Failure to address violations may also cause FDA to withhold issuance of Export Certificates. FDA may withhold approval of new applications or supplements listing your firm as a drug manufacturer until any violations are completely addressed and we confirm your compliance with CGMP. We may re-inspect to verify that you have completed corrective actions to address any violations.

This letter notifies you of our findings and provides you an opportunity to address the above deficiencies. After you receive this letter, respond to this office in writing within 15 working days2. Specify what you have done to address any violations and to prevent their recurrence. In response to this letter, you may provide additional information for our consideration as we continue to assess your activities and practices. If you cannot complete corrective actions within 15 working days, state your reasons for delay and your schedule for completion.

Your written notification should refer to case # 670486.

Please electronically submit your reply, on company letterhead, to Mark W. Rivero, Compliance Officer, at ORAPHARM2_RESPONSES@fda.hhs.gov.

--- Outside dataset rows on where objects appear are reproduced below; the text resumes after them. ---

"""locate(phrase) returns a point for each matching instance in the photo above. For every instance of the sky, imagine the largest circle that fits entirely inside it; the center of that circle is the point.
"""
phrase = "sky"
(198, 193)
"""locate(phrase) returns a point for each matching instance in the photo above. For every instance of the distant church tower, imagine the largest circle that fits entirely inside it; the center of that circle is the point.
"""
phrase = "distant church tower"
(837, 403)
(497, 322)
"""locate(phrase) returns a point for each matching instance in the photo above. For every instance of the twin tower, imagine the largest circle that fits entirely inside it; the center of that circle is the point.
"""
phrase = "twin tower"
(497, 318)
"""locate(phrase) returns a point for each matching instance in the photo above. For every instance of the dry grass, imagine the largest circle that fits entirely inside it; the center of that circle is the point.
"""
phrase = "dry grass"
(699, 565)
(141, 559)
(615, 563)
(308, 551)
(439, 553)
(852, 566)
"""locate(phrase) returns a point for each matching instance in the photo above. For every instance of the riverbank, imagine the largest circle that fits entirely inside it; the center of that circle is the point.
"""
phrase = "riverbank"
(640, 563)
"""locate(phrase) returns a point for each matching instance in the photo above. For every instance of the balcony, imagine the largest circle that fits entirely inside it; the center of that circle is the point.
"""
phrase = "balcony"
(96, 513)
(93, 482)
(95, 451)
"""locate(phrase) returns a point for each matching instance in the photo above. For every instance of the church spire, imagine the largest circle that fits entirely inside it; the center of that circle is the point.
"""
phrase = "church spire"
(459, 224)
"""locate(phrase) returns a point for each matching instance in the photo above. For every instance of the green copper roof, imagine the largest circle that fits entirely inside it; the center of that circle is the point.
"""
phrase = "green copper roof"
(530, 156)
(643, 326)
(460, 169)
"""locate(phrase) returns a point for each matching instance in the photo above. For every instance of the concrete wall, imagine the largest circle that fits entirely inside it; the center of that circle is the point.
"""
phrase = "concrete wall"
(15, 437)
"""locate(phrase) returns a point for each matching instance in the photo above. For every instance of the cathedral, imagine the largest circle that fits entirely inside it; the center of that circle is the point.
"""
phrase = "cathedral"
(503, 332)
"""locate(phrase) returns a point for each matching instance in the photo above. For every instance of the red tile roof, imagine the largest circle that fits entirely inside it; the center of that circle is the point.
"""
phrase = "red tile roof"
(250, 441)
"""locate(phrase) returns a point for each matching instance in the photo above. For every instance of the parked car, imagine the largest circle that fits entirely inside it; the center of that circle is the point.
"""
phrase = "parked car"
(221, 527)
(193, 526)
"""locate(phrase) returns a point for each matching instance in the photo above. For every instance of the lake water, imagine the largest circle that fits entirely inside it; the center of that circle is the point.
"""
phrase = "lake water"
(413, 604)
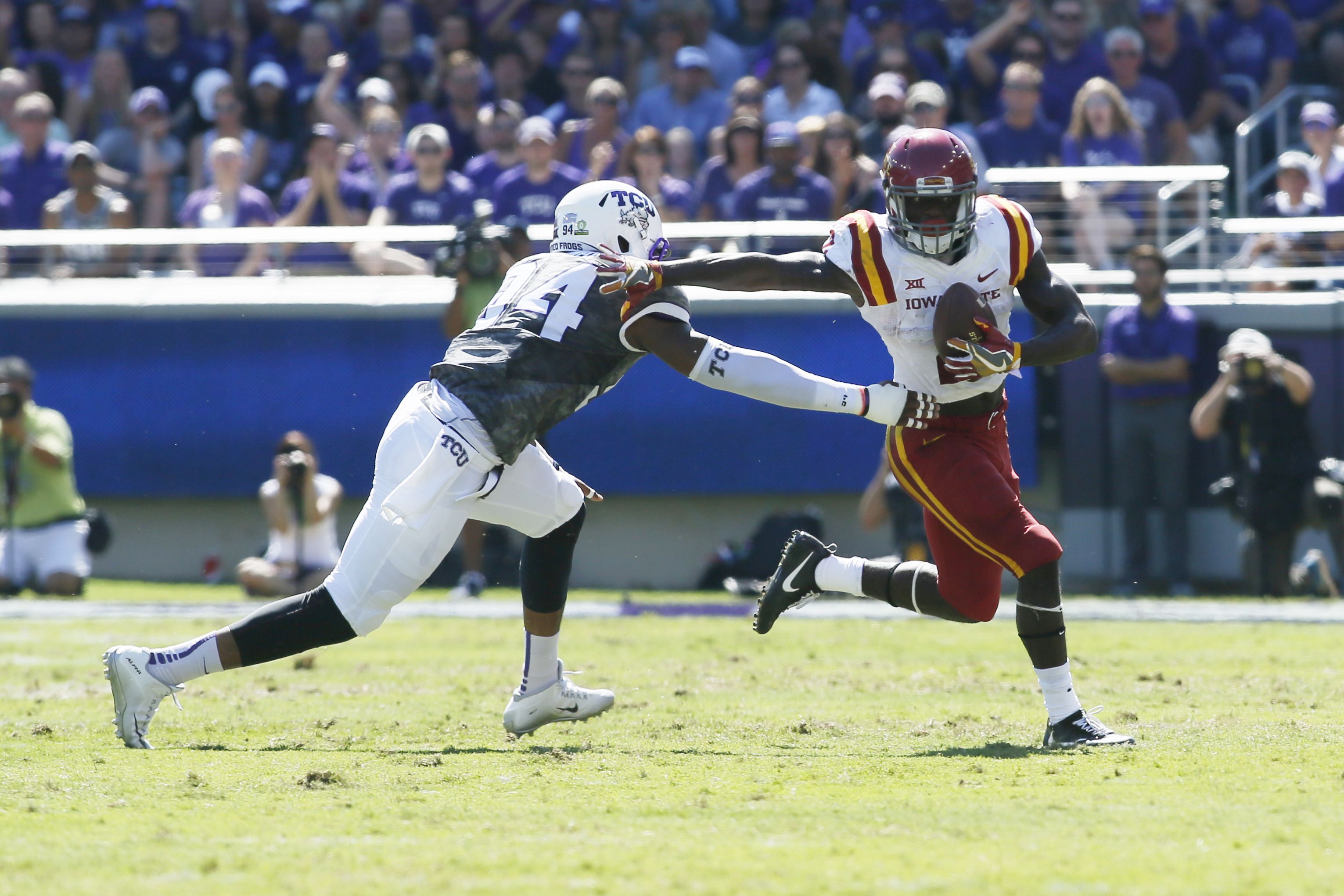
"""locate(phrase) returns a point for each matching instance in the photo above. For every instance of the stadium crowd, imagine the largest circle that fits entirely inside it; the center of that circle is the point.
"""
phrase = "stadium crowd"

If you have questions regarding the contents of this letter, you may contact Mr. Rivero via phone at (504) 759-7718 or email at mark.rivero@fda.hhs.gov.

Sincerely,
/S/

Monica R. Maxwell
Program Division Director
Office of Pharmaceutical Quality Operations,
Division II

____________________

1 We note your (b)(4) product is an external analgesic, and your (b)(4) product is a combination external analgesic and skin protectant drug product, both of which are subject to section 505G of the FD&C Act, 21 U.S.C. 355h, which governs nonprescription drugs marketed without an approved application. However, there is no basis under the FD&C Act under which these products would be legally marketed without an approved application. Specifically, with respect to external analgesic drug products, such products are deemed to be generally recognized as safe and effective (GRASE) and not new drugs if, among other things, they conform to the conditions of use set forth in Over-the-Counter (OTC) Monograph M017: External Analgesic Drug Products for Over-the-Counter Human Use (henceforth “M017”) and for combination external analgesic and skin protectant drug products, they must conform to the conditions of use set forth in both M017 and OTC Monograph M016: Skin Protectant Drug Products for Over-the-Counter Human Use (henceforth “M016”). However, (b)(4) and (b)(4) do not conform to the conditions specified in the relevant orders. Neither product is formulated in a manner that is consistent with the applicable final administrative orders and (b)(4) includes intended uses outside both monographs. Specifically, (b)(4) is formulated to contain eucalyptus oil, which falls under section 505G(a)(5) of the FD&C Act because FDA has determined that no counterirritant external analgesic products containing eucalyptus oil as an active ingredient are GRASE under a final determination issued under 21 CFR part 330. In addition, your (b)(4) labeling purports to promote cell repair, which is an intended use not permitted under any OTC Monograph or relevant rulemaking. Although you do not distinguish between active and inactive ingredients for your (b)(4) product, no combination of the labeled ingredients is permitted by M017 and M016 for a combination external analgesic and skin protectant drug product.

2 Under program enhancements for the Generic Drug User Fee Amendments (GDUFA) reauthorization for fiscal years (FYs) 2023-2027, also known as the GDUFA III Commitment Letter, your facility may be eligible for a Post-Warning Letter Meeting to obtain preliminary feedback from FDA on the adequacy and completeness of your corrective action plans.